I remember one of the first horse trips I rode with Denni, he wore converse shoes and a cowboy hat, so I tried to put some style into my outfit and wore Timbalands and an old beige riding hat I found at a second hand store for 450kr. Jón, the former Denni, could ride with a wild goose in one hand and a bottle of schnapps in the other, but there was nothing I could do to top that except drink a little schnapps during riding pauses.
This trip was a little more difficult, with no path or tracks to follow, and the horses unsure of where they were or where to go. At least I knew all the horses by sight, no longer confused by the lookalikes or needing strips of coloured tape to tell them apart. We also didnt have to ride past other herds of horses, since we had one stallion escape twice from a fence and run along with our herd during the summer trips. On the first day of the Ishestar trips, my cell phone fell out of my pocket and a herd of 90 horses trampled it dead, but on this trip we only lost one pocket knife. We may as well have lost our phones, since we rarely had service and my battery was basically dead the entire weekend, relieving me of any contact with the outside world and only focusing on the horses and my new best friends.

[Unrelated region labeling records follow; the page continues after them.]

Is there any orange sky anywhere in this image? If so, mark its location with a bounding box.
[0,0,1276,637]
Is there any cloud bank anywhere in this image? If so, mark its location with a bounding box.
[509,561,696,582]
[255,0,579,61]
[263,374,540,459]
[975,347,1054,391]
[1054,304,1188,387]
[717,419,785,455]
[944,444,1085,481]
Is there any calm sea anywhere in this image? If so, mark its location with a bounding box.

After completing our main hunting mission, we rode over a mountain pass, over rivers and snow, to Klyppstaðir, arriving well into the unexpected dark of night, to tent at the afterparty of a country ball in the valley where the icelandic band KK had just finished playing. We sat under the stars and watched northern lights flicker behind the silhouette of the mountains, and ate sheep heads, salted lamb, dried fish, homemade moonshine and whiskey. All 6 of us crammed into the 6 person tent that probably fits 4 more comfortably just as we started to feel a little dizzy, as the horses grazed just beyond our heads.

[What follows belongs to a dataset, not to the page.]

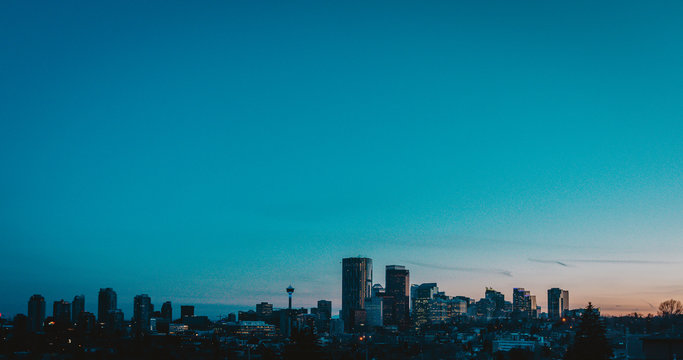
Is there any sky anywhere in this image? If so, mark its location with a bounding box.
[0,1,683,318]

I got to choose the horses I knew and liked best from the Ishestar horse trips, and pair rider to horse like an intricate matchmaker. It was nice not to have to ride the crazies and untamed, like the case so often was one the regular tours. By the last day, the hunters had transformed into horsemen, as we all found our groove and rode triumphantly back into the valley we started, over another icy mountain pass. The next day, they skinned the reindeer, and after becoming a tight riding, tenting, hunting family unit, the boys invited me goose hunting. We drove Frikki´s Land Rover up into Fljótsdalsheiði and sat beside the pond with the most abundant, shiny goose poo that we could find and waited for nightfall. We sat very still, nibbled on chocolate, and only one flock of geese flew overhead but never landed. I fired the shotgun once anyway, without killing anything, and decided I liked goose hunting better than reindeer hunting.